Full information on the Issuer and the offer of the Notes is only available on the basis of the base prospectus dated 23 January 2026 (the "Base Prospectus"), read together with the final terms published by the Issuer on 27 February 2026 (the Final Terms).
The Base Prospectus and the Final Terms have been published on the website of the London Stock Exchange through a regulatory information service (http://www.londonstockexchange.com/exchange/news/market-news/market-news-home.html). The Base Prospectus and the Final Terms will be available on the website of the Issuer CIBC Investor Relations.
A copy of each of the Base Prospectus and the Final Terms have also been submitted to the National Storage Mechanism and are available for inspection at: https://data.fca.org.uk/#/nsm/nationalstoragemechanism.
For further information please contact
Canadian Imperial Bank of Commerce
81 Bay St.
Canada Square
Toronto, Ontario
Canada M5J 0E7
Attention: Execution Management, London (email: dlcibcexecutionmanagement@cibc.com)

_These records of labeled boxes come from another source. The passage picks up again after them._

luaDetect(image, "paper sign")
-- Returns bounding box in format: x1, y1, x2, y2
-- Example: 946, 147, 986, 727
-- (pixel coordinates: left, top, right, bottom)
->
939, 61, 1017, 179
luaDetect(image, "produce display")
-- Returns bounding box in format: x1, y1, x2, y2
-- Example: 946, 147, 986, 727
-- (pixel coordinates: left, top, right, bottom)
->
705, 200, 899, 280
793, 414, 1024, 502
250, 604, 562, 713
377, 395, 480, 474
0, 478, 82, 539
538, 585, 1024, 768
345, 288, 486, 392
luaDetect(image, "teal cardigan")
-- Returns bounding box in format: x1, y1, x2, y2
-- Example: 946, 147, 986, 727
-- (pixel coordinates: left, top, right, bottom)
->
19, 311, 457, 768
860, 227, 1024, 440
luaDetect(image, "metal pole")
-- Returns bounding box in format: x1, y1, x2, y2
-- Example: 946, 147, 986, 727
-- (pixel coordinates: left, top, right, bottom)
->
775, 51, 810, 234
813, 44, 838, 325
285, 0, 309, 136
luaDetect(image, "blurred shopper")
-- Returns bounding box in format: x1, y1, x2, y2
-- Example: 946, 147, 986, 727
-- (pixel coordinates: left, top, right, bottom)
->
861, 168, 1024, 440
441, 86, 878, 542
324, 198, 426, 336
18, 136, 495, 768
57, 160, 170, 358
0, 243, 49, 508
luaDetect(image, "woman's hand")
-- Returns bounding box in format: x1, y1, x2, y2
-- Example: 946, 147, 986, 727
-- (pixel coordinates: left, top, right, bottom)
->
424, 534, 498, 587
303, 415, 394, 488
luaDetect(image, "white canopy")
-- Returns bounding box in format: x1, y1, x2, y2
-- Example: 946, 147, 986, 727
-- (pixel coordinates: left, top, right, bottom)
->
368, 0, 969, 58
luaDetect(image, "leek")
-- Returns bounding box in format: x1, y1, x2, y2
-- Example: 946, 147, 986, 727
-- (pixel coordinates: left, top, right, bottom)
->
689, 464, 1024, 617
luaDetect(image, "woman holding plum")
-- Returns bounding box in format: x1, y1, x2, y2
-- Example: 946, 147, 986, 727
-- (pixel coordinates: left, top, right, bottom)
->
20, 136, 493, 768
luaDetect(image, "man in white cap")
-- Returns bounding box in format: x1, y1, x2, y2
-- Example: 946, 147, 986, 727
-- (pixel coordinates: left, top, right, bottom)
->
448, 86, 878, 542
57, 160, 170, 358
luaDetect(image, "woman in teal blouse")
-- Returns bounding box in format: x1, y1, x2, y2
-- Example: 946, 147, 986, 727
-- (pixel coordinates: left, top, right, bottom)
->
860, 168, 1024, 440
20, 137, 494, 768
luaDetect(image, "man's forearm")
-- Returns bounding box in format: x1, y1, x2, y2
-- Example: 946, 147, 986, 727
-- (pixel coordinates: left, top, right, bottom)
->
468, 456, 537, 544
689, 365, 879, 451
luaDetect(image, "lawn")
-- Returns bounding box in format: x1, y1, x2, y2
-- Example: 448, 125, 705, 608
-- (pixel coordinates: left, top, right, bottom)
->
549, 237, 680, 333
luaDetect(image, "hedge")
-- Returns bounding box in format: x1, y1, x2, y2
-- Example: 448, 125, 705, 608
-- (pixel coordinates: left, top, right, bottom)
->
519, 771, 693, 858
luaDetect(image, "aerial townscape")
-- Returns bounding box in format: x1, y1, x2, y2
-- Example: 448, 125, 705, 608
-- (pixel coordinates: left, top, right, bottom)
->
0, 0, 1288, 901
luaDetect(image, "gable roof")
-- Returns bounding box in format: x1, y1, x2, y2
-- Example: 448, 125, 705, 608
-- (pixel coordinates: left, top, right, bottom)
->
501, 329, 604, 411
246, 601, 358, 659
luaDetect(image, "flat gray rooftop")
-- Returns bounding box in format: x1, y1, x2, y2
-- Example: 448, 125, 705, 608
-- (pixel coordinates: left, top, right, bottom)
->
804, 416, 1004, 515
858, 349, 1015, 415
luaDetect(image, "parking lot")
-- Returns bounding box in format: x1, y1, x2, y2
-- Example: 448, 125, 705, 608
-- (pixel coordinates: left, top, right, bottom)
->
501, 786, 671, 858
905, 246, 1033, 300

DISCLAIMER - INTENDED ADDRESSEES
Please note that the information contained in the Final Terms and the Base Prospectus may be addressed to and/or targeted at persons who are residents of particular countries (specified in the Base Prospectus) only and is not intended for use and should not be relied upon by any person outside these countries and/or to whom the offer contained in the Final Terms and the Base Prospectus is not addressed. Prior to relying on the information contained in the Final Terms and the Base Prospectus you must ascertain from the Final Terms and the Base Prospectus whether or not you are part of the intended addressees of the information contained therein.

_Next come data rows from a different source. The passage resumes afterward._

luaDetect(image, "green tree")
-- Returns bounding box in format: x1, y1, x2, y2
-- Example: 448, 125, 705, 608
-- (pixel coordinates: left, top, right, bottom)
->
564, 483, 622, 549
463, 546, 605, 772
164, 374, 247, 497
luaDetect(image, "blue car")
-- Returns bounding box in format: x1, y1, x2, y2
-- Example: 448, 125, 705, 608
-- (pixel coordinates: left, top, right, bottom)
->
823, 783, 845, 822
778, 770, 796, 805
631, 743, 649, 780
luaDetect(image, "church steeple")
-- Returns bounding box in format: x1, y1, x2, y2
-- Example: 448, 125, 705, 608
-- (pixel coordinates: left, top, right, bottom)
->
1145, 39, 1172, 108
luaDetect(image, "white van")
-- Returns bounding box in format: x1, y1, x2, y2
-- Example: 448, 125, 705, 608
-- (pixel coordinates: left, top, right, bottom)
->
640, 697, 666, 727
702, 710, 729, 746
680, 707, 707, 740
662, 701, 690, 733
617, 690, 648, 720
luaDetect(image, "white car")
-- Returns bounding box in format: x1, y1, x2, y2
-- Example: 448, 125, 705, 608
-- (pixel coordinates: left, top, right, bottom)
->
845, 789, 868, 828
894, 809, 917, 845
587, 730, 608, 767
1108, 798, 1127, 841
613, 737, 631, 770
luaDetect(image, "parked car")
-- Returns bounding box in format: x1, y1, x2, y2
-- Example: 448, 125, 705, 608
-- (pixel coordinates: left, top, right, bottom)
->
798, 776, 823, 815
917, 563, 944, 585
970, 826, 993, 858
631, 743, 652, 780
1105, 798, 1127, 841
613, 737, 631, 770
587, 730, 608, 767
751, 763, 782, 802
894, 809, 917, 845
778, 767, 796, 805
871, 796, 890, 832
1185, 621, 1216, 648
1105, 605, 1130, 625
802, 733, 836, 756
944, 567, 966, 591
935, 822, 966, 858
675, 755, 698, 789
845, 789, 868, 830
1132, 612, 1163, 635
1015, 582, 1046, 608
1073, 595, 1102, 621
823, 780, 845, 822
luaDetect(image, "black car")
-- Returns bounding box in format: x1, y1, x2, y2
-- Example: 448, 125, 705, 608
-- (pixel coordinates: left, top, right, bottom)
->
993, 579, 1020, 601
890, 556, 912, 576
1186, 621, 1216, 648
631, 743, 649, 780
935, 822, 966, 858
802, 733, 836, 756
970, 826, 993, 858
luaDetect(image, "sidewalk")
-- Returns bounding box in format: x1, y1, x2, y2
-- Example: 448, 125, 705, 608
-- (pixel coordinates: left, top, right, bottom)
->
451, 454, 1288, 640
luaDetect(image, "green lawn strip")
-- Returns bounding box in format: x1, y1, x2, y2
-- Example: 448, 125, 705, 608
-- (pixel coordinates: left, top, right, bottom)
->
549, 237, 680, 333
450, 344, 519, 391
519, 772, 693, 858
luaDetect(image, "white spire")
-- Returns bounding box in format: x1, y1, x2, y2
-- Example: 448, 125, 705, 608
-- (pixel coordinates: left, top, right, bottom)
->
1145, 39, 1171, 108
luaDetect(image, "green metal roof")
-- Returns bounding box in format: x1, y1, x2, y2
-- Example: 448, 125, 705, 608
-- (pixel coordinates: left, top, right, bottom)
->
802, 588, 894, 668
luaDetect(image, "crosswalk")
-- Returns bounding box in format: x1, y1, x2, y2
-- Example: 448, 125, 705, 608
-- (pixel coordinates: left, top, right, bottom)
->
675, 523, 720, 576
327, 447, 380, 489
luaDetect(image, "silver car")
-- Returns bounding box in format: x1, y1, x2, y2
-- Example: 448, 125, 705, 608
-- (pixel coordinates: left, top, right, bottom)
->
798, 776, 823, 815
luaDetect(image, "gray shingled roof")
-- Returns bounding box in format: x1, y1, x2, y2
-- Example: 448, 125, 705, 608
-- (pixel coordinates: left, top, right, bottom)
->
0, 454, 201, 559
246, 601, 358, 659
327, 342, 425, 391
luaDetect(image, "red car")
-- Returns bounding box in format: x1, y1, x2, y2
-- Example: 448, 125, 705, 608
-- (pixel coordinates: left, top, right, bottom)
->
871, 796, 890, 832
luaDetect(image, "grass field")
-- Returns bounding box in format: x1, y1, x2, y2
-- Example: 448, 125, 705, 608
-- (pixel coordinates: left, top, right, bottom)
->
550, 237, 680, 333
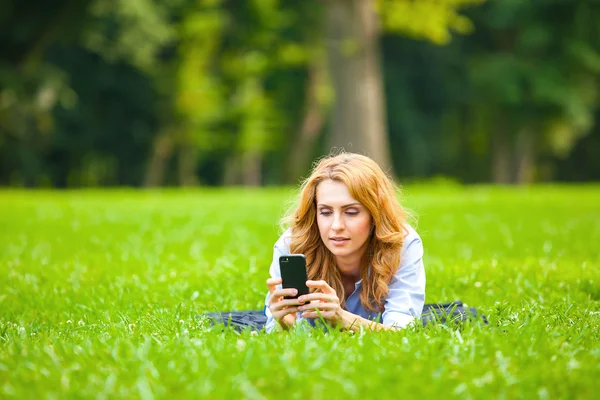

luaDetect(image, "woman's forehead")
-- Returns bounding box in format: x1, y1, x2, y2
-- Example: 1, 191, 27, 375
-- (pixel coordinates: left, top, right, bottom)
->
317, 179, 359, 206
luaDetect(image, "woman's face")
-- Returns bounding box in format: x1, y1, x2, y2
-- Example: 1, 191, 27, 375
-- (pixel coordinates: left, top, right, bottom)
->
317, 180, 371, 268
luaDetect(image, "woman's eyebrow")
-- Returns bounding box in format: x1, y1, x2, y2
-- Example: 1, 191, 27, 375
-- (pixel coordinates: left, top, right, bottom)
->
317, 203, 361, 208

This publication does not constitute an offering of the Notes described in the Final Terms for sale in the United States. This is not for distribution in the United States. The Notes have not been, and will not be, registered under the United States Securities Act of 1933, as amended (the "Securities Act") and are subject to U.S. tax law requirements. Subject to certain exceptions, Notes may not be offered, sold or delivered within the United States or to, or for the account or benefit of U.S. persons, as such terms are defined in Regulation S under the Securities Act. There will be no public offering of the Notes in the United States.
Your right to access this service is conditional upon complying with the above requirement.